Crack segmentation in the wild using convolutional neural networks and bootstrapping

Abstract

AbstractComputer vision and deep learning methods have found numerous practical applications over the last decade. The field of structural health monitoring has greatly benefited from such advancements. Accurate crack detection and segmentation are a critical part of structural health monitoring and assessment. In the past decade, researchers have developed different computer vision and deep learning methods to address this challenging task. In this article, we propose to use convolutional neural networks and bootstrapping to improve crack segmentation in the wild. Specifically, we investigate fully convolutional network (FCN) and DeepLabV3 with different ResNet architectures as the back bone and assess their performance. A unique feature of this work is the use of bootstrapping with a segmentation network and image augmentation.

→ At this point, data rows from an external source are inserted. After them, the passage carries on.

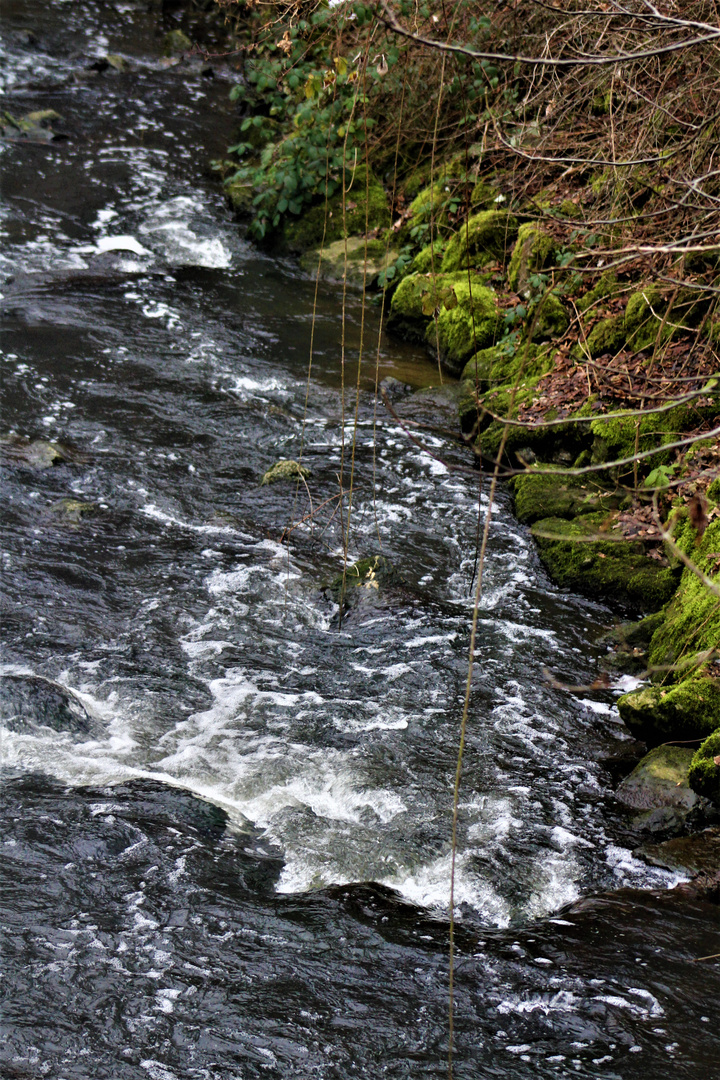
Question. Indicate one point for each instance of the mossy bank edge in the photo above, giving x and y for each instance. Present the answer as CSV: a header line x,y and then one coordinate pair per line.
x,y
487,302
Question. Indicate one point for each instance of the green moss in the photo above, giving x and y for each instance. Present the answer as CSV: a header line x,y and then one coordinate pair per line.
x,y
605,287
688,711
240,197
605,569
355,259
547,319
365,210
473,322
502,363
485,238
285,470
704,775
543,494
614,436
502,403
643,319
534,250
423,260
608,336
570,208
692,621
417,292
484,197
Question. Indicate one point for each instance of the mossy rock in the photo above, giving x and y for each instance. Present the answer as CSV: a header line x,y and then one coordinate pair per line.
x,y
692,620
485,238
504,402
546,494
705,769
365,210
474,322
690,710
547,319
240,196
612,569
415,295
660,780
614,436
357,260
285,470
534,250
484,197
605,288
424,259
506,361
176,42
608,336
643,319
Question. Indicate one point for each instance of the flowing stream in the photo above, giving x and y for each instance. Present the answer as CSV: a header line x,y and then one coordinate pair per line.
x,y
226,815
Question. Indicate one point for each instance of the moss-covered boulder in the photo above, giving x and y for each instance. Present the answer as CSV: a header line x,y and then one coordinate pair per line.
x,y
429,257
485,197
415,299
366,208
660,780
608,336
643,319
534,251
692,620
547,319
704,774
485,238
607,569
543,493
603,288
690,710
614,435
285,470
462,328
240,196
506,361
356,260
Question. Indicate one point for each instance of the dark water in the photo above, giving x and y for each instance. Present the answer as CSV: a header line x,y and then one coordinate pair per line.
x,y
161,644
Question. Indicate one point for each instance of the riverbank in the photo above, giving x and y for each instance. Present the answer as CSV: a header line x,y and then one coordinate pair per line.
x,y
592,379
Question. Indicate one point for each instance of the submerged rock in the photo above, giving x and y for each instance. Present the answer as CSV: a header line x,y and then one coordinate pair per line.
x,y
657,790
28,702
176,42
39,454
697,853
705,768
285,470
356,260
366,577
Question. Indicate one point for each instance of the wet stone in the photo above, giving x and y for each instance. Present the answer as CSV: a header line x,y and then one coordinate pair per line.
x,y
28,702
696,853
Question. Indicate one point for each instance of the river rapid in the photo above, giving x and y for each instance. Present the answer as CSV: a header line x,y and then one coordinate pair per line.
x,y
226,815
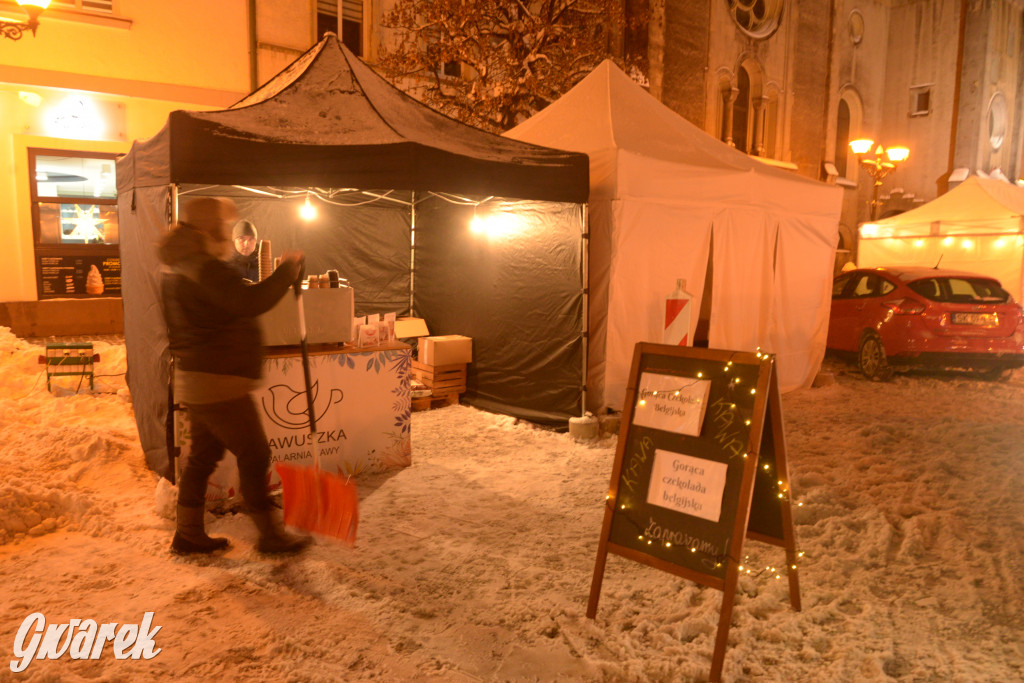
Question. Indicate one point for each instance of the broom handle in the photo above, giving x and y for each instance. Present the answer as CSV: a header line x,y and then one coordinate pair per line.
x,y
305,364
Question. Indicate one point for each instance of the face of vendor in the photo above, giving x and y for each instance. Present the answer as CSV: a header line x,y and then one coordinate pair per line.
x,y
245,244
220,240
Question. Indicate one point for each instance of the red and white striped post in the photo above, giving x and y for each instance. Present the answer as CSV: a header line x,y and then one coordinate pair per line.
x,y
677,316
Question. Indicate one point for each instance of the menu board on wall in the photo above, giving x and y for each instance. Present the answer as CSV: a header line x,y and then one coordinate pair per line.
x,y
700,466
78,276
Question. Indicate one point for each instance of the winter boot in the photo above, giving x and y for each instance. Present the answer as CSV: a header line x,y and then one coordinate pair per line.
x,y
272,537
190,537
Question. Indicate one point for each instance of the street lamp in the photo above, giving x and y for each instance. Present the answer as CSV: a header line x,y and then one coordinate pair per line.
x,y
879,164
33,8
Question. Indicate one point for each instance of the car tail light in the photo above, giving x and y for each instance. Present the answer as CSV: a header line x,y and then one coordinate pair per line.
x,y
905,306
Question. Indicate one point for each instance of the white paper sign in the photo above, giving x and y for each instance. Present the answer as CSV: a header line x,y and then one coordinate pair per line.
x,y
363,406
688,484
671,402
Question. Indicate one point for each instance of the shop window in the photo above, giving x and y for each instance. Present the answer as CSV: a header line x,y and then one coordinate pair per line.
x,y
921,100
75,223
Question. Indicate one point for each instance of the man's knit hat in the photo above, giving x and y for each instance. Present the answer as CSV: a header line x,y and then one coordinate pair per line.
x,y
244,228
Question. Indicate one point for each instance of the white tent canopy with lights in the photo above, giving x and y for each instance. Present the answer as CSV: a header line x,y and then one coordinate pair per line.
x,y
978,226
662,191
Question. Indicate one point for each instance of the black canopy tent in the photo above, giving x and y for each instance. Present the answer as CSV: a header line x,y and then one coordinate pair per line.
x,y
396,185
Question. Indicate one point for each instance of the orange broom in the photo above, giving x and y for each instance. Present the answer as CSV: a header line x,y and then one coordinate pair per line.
x,y
314,500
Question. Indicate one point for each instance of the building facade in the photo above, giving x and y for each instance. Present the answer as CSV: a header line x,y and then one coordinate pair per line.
x,y
790,82
794,81
95,76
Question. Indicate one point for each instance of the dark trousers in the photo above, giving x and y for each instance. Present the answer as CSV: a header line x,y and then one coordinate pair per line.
x,y
232,425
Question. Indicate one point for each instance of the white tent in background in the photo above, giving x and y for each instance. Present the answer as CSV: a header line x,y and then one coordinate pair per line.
x,y
660,188
977,226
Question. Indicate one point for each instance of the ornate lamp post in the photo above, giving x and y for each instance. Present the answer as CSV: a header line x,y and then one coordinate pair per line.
x,y
879,164
33,8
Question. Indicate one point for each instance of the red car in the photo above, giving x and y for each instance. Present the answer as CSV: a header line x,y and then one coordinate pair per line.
x,y
908,316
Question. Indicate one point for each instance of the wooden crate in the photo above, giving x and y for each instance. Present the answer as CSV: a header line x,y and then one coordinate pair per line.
x,y
436,400
441,379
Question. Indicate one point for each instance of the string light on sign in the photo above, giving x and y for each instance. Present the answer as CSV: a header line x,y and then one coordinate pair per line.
x,y
307,211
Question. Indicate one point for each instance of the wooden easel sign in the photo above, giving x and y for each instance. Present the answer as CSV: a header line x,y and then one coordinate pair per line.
x,y
700,466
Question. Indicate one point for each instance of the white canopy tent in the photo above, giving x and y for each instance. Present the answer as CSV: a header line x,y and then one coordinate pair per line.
x,y
660,190
977,226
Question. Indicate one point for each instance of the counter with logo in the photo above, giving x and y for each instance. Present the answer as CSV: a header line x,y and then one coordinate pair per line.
x,y
363,407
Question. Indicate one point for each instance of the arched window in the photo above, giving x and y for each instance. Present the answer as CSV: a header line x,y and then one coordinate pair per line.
x,y
842,137
741,111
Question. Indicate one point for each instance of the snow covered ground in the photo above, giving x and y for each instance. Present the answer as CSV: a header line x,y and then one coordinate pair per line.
x,y
474,564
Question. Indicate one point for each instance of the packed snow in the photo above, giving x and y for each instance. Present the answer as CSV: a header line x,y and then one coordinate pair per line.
x,y
475,562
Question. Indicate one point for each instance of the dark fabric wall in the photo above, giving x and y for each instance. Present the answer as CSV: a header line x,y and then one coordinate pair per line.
x,y
519,296
142,222
368,245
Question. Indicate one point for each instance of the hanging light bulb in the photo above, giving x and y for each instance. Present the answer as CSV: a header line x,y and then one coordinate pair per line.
x,y
308,211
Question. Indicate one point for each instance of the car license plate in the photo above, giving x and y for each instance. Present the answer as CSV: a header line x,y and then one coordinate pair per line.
x,y
981,319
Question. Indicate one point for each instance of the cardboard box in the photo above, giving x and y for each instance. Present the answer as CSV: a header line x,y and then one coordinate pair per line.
x,y
406,328
445,350
329,317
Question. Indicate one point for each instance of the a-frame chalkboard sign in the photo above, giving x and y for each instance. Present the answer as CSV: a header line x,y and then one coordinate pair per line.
x,y
700,466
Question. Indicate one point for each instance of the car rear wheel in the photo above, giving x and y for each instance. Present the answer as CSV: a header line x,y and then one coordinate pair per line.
x,y
871,357
995,374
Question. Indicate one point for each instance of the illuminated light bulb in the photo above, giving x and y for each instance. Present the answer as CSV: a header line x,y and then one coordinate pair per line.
x,y
861,145
307,211
30,98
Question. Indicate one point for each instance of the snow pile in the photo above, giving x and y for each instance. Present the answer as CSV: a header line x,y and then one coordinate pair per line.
x,y
61,450
475,562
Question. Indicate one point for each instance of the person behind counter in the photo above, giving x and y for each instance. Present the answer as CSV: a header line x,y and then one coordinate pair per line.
x,y
218,358
246,258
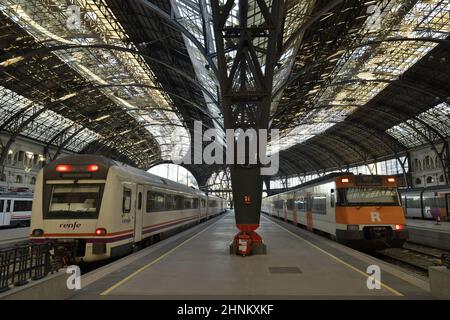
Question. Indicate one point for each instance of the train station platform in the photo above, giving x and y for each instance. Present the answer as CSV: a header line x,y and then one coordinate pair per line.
x,y
427,232
196,264
12,236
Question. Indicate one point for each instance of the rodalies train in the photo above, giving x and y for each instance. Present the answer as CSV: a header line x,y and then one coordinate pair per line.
x,y
93,208
361,211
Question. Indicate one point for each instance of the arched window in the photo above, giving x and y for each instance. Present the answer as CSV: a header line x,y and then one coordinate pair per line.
x,y
437,162
416,165
427,164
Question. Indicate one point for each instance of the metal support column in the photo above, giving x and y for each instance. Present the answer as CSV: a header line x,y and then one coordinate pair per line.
x,y
246,80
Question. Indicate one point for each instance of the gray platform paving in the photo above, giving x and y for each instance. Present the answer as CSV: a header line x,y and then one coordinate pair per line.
x,y
10,236
197,265
428,233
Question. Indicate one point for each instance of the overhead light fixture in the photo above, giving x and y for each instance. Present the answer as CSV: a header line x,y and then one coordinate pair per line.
x,y
365,76
106,116
139,142
67,96
125,132
11,61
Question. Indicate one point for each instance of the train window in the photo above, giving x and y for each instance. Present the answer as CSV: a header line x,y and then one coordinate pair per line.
x,y
301,205
170,204
212,203
319,204
74,200
126,200
160,202
150,204
188,202
290,204
368,196
332,198
179,202
22,205
139,200
155,202
413,201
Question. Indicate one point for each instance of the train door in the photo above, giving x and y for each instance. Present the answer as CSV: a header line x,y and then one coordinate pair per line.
x,y
447,196
138,213
203,213
5,212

Bootstrapping is an important component of our proposed methodology for better extracting features from the datasets. We also incorporate superpixel pooling for FCN which improves performance. We assess the performance of our method using five publicly available datasets, which include a wide variety of crack images such as thin pavement cracks, tree shadows on cracks, cracks in asphalt roads, concrete wall cracks, wide cracks on concrete surfaces, and so on. A comparative study is also performed with several established methods in the literature. Results indicate that overall, our proposed method outperforms other state‐of‐the‐art methods for crack segmentation.